Video: Startup packs dialysis into wearable deviceRick Merritt
EE Times
(10/08/2009 2:49 AM EDT)
EINDHOVEN, the Netherlands — Frank Simonis hopes to use nanoparticles and electronics to shift dialysis from the hospital to the home.
The Dutch researcher is developing a wearable dialysis system that can clean the blood for up to a year without a doctor's intervention, skipping lengthy and costly trips to a hospital for dialysis on relatively bulky systems. It uses a combination of four absorbent nanoparticles, two of which Simonis discovered himself.
A doctor would insert at a clinic one end of a tube into a patient's vein and the other into the wearable device. It would draw blood continuously, running it through four membranes coated with the nanoparticles to separate blood from plasma, clean the plasma and return it to the patient's body.
The device would use electric current about once every four hours to clean the absorbent particles. The nanoparticle would last for up to a year before the patient would have to return to a clinic to have them refreshed.

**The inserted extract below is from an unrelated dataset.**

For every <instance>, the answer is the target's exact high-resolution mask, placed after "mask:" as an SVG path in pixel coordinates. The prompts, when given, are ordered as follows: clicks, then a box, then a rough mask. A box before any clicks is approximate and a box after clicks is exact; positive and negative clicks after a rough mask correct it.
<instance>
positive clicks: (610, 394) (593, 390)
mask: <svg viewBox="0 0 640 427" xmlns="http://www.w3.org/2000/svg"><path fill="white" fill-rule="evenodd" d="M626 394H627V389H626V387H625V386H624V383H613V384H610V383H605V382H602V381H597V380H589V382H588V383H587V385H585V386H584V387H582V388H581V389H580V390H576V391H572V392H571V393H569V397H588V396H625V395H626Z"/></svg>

Simonis hopes to do animal trials on his prototype device next year. He has started a collaboration with other researchers to develop wireless networking capabilities for the system so a doctor could remotely monitor its progress.
If all goes well Simonis' startup, called Nanodialysis will have a final system on the market in 2014. He gives a tour of his work in the video below. The company is one of about 90 startups in the High Tech Campus Eindhoven, a tech park created on the Philips Research campus in 2003 to attract startups and act as home for spinoffs of Philips' own research.